In many ways, these efforts succeeded. Yes, terrible wars have been fought, and atrocities committed. But there has been no Third World War. The Cold War ended with jubilant crowds dismantling a wall. Commerce has stitched much of the world together. Billions have been lifted from poverty. The ideals of liberty and self-determination, equality and the rule of law have haltingly advanced. We are the heirs of the fortitude and foresight of generations past, and it is a legacy for which my own country is rightfully proud.

And yet, a decade into a new century, this old architecture is buckling under the weight of new threats. The world may no longer shudder at the prospect of war between two nuclear superpowers, but proliferation may increase the risk of catastrophe. Terrorism has long been a tactic, but modern technology allows a few small men with outsized rage to murder innocents on a horrific scale.

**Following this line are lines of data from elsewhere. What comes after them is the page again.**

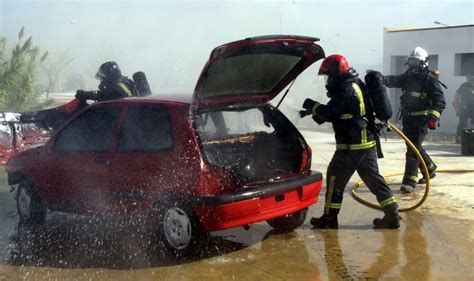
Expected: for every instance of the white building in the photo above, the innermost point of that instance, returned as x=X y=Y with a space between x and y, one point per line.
x=451 y=51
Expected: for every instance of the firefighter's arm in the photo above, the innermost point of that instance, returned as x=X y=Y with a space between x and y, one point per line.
x=393 y=81
x=437 y=99
x=124 y=90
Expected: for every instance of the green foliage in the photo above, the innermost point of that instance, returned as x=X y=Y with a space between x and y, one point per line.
x=18 y=74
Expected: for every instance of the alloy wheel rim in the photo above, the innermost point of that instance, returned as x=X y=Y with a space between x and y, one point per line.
x=177 y=228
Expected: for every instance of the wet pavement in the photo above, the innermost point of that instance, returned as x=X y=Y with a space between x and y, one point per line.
x=435 y=242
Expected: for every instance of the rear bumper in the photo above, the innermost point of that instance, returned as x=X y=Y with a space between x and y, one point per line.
x=258 y=204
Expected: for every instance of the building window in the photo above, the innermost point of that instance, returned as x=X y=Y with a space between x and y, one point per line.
x=464 y=64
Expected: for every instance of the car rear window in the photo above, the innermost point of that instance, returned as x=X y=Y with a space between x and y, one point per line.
x=224 y=124
x=247 y=74
x=145 y=128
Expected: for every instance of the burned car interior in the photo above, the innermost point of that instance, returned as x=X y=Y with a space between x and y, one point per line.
x=255 y=143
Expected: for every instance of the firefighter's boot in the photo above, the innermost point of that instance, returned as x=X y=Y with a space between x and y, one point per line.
x=325 y=221
x=391 y=220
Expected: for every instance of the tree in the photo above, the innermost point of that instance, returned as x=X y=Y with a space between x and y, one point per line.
x=18 y=74
x=56 y=67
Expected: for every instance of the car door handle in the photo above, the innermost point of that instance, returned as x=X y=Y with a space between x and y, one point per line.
x=100 y=159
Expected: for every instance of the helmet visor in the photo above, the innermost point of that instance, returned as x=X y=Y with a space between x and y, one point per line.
x=99 y=75
x=413 y=62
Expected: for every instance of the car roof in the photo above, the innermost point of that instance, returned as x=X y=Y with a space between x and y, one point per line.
x=167 y=98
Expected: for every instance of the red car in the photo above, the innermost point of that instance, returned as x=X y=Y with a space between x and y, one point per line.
x=221 y=158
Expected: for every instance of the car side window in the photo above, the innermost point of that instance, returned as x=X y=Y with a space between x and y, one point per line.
x=91 y=131
x=145 y=128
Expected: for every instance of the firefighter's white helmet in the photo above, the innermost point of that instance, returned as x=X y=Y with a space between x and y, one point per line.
x=418 y=57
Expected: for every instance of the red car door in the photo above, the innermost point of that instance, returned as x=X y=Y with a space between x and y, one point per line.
x=77 y=165
x=147 y=159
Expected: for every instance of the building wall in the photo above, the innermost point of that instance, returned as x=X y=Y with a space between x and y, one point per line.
x=445 y=42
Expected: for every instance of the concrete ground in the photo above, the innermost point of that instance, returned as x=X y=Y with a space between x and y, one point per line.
x=435 y=241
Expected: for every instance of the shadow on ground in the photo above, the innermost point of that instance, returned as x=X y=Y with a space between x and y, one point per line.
x=91 y=243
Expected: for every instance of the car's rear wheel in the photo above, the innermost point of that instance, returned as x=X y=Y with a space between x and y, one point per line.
x=179 y=229
x=290 y=222
x=30 y=208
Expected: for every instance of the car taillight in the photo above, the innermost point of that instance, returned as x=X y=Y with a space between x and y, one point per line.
x=209 y=183
x=306 y=159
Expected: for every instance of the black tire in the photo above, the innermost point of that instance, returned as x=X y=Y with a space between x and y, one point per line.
x=288 y=223
x=30 y=208
x=179 y=229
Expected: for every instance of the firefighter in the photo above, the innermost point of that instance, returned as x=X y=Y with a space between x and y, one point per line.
x=464 y=105
x=421 y=104
x=355 y=144
x=112 y=85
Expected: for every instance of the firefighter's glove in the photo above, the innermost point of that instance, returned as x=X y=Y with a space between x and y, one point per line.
x=374 y=78
x=431 y=122
x=82 y=95
x=309 y=104
x=304 y=113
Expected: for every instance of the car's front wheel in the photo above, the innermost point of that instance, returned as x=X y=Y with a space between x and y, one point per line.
x=30 y=208
x=179 y=229
x=290 y=222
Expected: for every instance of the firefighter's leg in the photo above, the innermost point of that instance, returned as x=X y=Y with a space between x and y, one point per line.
x=410 y=178
x=338 y=174
x=429 y=163
x=368 y=171
x=461 y=126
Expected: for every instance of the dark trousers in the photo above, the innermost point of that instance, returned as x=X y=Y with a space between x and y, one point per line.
x=415 y=129
x=462 y=125
x=341 y=168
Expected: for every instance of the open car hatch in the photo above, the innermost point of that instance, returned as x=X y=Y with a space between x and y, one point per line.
x=255 y=69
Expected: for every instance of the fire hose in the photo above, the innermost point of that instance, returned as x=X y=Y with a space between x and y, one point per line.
x=424 y=171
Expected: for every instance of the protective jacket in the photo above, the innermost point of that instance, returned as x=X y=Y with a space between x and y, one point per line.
x=346 y=111
x=110 y=89
x=422 y=94
x=466 y=99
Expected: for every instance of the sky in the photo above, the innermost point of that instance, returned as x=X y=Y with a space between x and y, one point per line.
x=171 y=40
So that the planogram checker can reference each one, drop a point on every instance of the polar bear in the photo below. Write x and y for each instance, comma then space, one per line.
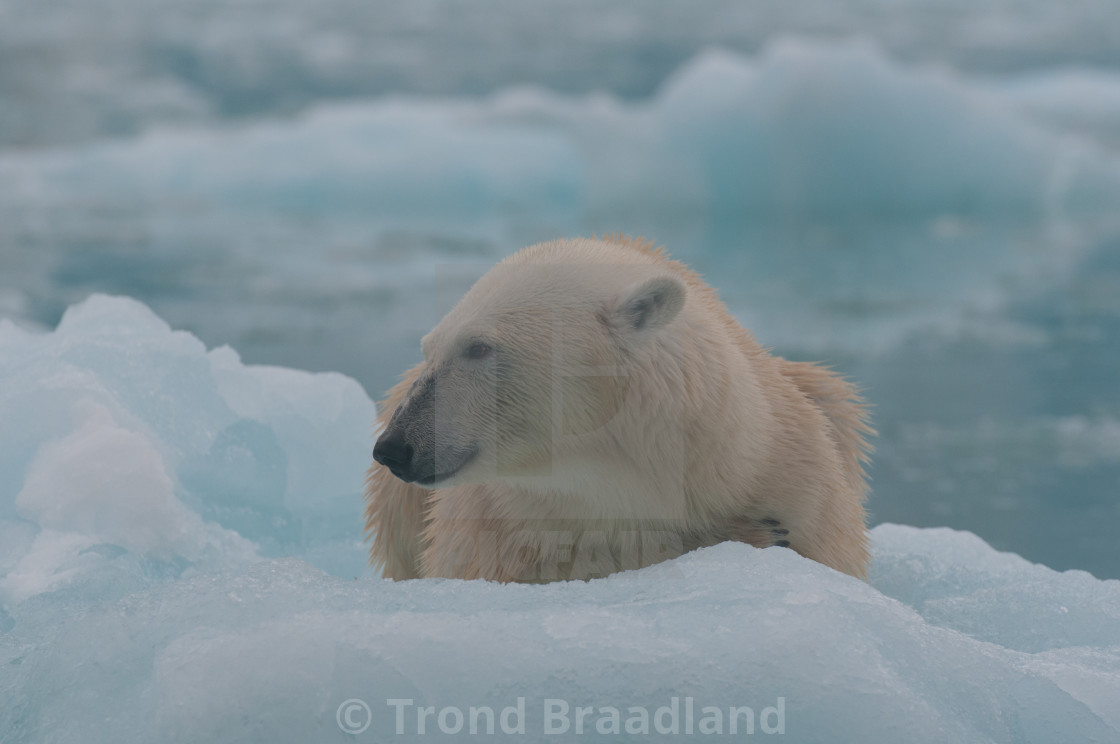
590, 406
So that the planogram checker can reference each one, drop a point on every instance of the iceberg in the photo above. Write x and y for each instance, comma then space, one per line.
182, 560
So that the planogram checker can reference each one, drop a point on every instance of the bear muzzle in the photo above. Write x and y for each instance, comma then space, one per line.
392, 450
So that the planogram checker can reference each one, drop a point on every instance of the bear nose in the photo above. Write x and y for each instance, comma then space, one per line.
395, 454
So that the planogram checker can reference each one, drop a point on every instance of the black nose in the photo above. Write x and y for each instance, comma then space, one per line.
395, 454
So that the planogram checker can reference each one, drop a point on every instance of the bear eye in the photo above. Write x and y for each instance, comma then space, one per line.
478, 350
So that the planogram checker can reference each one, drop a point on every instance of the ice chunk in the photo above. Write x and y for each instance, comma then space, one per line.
276, 651
137, 447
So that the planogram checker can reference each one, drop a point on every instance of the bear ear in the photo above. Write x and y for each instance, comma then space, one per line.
651, 305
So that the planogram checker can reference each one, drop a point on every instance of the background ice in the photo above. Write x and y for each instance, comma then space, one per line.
179, 537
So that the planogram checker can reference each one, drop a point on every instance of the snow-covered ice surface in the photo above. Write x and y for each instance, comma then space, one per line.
180, 560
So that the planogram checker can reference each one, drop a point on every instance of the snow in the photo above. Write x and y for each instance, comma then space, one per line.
180, 559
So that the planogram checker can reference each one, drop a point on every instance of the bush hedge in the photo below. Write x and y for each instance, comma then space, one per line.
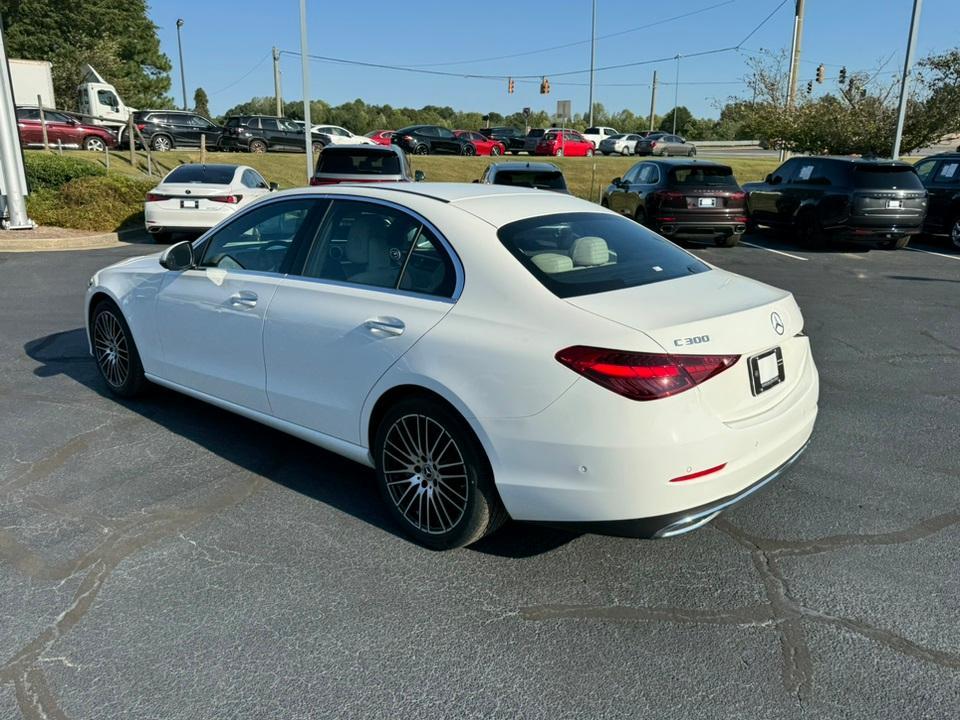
105, 202
47, 170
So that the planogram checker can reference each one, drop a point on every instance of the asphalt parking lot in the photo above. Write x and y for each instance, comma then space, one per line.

Moreover, wars between nations have increasingly given way to wars within nations. The resurgence of ethnic or sectarian conflicts; the growth of secessionist movements, insurgencies, and failed states -- all these things have increasingly trapped civilians in unending chaos. In today's wars, many more civilians are killed than soldiers; the seeds of future conflict are sown, economies are wrecked, civil societies torn asunder, refugees amassed, children scarred.

I do not bring with me today a definitive solution to the problems of war. What I do know is that meeting these challenges will require the same vision, hard work, and persistence of those men and women who acted so boldly decades ago. And it will require us to think in new ways about the notions of just war and the imperatives of a just peace.

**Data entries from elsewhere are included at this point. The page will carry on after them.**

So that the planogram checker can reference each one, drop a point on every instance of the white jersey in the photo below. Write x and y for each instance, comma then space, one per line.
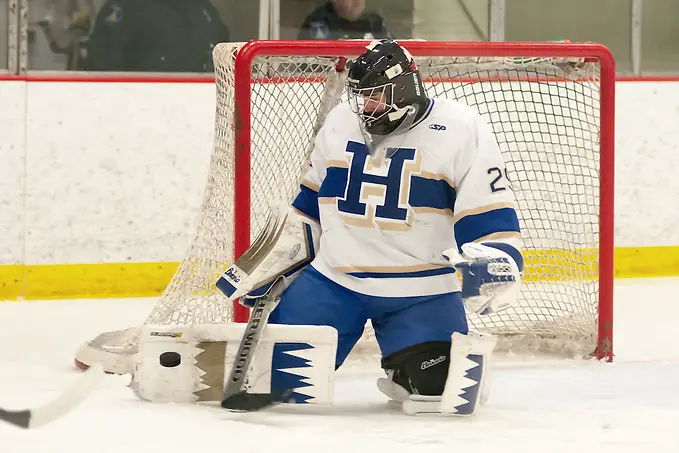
385, 224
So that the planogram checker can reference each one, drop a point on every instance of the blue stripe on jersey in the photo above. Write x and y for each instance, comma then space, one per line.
417, 274
473, 227
307, 202
431, 193
335, 182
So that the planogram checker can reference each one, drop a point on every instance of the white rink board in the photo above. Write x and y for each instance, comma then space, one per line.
115, 171
12, 175
535, 405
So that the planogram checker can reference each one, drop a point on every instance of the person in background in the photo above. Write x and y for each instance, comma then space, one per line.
343, 19
155, 36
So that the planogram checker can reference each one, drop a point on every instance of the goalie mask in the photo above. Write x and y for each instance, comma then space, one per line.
385, 91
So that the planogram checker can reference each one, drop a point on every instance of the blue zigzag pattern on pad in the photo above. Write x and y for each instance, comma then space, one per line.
470, 393
283, 380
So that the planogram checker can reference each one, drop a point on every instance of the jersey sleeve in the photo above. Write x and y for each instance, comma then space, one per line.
485, 207
306, 202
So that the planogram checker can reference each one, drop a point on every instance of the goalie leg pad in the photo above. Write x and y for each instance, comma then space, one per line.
465, 379
189, 364
420, 369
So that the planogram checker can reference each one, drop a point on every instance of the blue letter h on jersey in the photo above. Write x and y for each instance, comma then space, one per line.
392, 183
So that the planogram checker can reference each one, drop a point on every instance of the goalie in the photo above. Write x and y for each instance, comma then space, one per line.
402, 192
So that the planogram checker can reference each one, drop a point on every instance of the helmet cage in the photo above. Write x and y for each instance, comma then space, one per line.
372, 103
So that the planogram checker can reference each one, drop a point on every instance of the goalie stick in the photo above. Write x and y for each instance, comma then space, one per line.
236, 397
68, 400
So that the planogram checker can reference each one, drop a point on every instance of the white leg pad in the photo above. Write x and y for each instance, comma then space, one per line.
466, 375
392, 390
467, 382
190, 364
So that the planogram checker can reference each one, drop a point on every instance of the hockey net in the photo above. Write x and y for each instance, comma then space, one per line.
551, 108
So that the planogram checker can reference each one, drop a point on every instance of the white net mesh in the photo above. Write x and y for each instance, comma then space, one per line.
546, 116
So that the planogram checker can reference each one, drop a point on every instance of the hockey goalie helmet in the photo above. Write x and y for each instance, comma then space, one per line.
384, 88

We must begin by acknowledging the hard truth: We will not eradicate violent conflict in our lifetimes. There will be times when nations -- acting individually or in concert -- will find the use of force not only necessary but morally justified.

I make this statement mindful of what Martin Luther King Jr. said in this same ceremony years ago: "Violence never brings permanent peace. It solves no social problem: it merely creates new and more complicated ones." As someone who stands here as a direct consequence of Dr. King's life work, I am living testimony to the moral force of non-violence. I know there's nothing weak -- nothing passive -- nothing naïve -- in the creed and lives of Gandhi and King.

But as a head of state sworn to protect and defend my nation, I cannot be guided by their examples alone. I face the world as it is, and cannot stand idle in the face of threats to the American people. For make no mistake: Evil does exist in the world. A non-violent movement could not have halted Hitler's armies. Negotiations cannot convince al Qaeda's leaders to lay down their arms. To say that force may sometimes be necessary is not a call to cynicism -- it is a recognition of history; the imperfections of man and the limits of reason.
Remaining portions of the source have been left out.